ECC 2009 is not merely a repetition of ECC 2007. It aims to use the momentum generated by the first series of pan-European citizen participation projects to develop more structured and long-term citizen involvement in EU decision-making processes. New elements have been added to the project, further enhancing its scope, reach and potential:

  • An online debate, involving the general public, on the issues to be discussed at the National Consultations;
  • An internal online forum for participants in the National Consultations;
  • A focused debate, with the aim of developing comparable European recommendations which can be succinctly summarised and communicated more effectively to policy-makers;
  • Greater involvement of policy-makers in the debates at national and European level, with a particular focus on the MEPs newly elected in June 2009;
  • A larger final European event, with more citizens participating, to maximise its impact;
  • Additional regional outreach activities in Phase II of the project, to ensure that the results of the consultations are disseminated and debated more widely.


  • Added public and political value: ECC was the largest of the Plan D initiatives, and involved several Heads of States, Ministers, European Commissioners, members of European and national parliaments, plus observers and volunteers in all 27 Member States. ECCs are organised by the King Baudouin Foundation (Belgium) in collaboration with a network of operative partners (weblink to list) and funders (weblink to list) from all EU Member States. They do not compete with representative institutions or seek to replace opinion polls or expert recommendations.
  • More than an opinion survey: ECC 2007 proved that in-depth deliberation with citizens can provide significant added value, going beyond and different from that provided by opinion polls. Instead of recording a static snapshop of individual opinions, ECCs inspire participants to explore opinions, weigh trade-offs, and, ultimately, find common ground, generating important information for policymakers by showing how opinions develop in the course of a policy debate and highlighting areas of potential societal consensus.
  • Beyond the usual suspects: 1,800 citizens representing the diversity of the population were randomly selected using professional opinion research methodologies. All opinions in society were represented in the debates, and thus there is no reason to believe the outcome would be significantly different with more participants. The participants also showed an extraordinary level of engagement, with 97% saying they would participate in similar dialogues again.
  • Beats traditional PR for cost-effectiveness: €3.8m for 31 professionally facilitated dialogue events with VIP guests, observer programmes, additional follow-up activities, excellent print media response at EU/national/regional level, TV/radio coverage, 500,000 hits on the project website per month, and several academic research initiatives.
  • Giving citizens a better understanding of the EU: the evaluation of ECC 2007 showed that citizens felt more European after participating in the process, gained a better understanding of EU policies and institutions, and were more interested in European affairs afterwards.
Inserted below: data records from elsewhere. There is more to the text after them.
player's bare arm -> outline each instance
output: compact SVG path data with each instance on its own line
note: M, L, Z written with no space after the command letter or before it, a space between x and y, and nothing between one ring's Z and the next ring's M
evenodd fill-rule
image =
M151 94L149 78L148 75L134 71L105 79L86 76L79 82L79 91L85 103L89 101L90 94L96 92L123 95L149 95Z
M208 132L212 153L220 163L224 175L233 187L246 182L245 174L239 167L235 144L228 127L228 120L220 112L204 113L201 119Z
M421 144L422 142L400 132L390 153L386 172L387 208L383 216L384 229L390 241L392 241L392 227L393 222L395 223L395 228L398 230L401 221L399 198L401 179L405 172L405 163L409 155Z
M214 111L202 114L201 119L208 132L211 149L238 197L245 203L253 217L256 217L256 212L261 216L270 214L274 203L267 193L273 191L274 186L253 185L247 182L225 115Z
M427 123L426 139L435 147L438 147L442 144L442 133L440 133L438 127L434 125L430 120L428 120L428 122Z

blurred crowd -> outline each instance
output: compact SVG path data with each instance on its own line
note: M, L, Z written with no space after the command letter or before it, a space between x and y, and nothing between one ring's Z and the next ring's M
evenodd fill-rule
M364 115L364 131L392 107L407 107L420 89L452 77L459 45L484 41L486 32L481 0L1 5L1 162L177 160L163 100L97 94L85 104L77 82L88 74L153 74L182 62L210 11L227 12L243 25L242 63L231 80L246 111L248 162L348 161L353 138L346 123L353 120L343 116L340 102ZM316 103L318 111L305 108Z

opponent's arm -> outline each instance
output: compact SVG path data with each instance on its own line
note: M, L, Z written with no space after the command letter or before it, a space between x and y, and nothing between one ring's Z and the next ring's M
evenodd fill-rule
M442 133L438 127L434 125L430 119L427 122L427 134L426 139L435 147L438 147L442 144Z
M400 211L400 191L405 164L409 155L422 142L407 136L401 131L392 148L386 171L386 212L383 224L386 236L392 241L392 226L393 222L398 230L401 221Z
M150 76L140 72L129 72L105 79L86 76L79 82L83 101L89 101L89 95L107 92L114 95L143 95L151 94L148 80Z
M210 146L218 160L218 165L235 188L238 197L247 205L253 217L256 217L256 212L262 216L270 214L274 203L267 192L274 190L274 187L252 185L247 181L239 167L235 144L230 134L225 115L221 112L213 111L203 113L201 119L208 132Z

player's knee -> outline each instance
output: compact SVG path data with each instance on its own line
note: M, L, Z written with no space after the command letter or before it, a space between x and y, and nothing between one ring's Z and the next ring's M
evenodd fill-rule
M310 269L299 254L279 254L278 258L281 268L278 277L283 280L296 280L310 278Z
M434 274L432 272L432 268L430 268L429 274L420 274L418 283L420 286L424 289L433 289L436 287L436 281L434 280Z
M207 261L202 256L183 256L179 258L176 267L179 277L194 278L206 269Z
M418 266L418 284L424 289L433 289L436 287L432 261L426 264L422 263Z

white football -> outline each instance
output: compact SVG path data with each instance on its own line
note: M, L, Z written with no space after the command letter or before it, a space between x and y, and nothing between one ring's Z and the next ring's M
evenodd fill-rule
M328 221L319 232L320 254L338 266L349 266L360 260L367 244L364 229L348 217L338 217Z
  • Civil society network in all Member States: ECC 2007 brought together the largest ever operating network of independent foundations and civil society organisations in all 27 Member States, capable of implementing large-scale pan-European deliberation processes and involving decision-makers at all levels. The Network of European Foundations for Innovative Cooperation, NEF, is at the heart of the funding coalition.
  • A responsive policy tool for the future: ECC 2007 was tailored to the specific context of Plan D but adaptable to any European policy debate. With 27 national events in six weeks, it showed that large-scale deliberation processes can add value to political decision-making processes within a very short timeframe.
  • Impact on EU communication policy: in its latest Communication on Debate Europe, the European Commission supports future “pan-European participatory democracy projects holding citizen’s consultations in each Member State and establishing a common set of conclusions at European level”.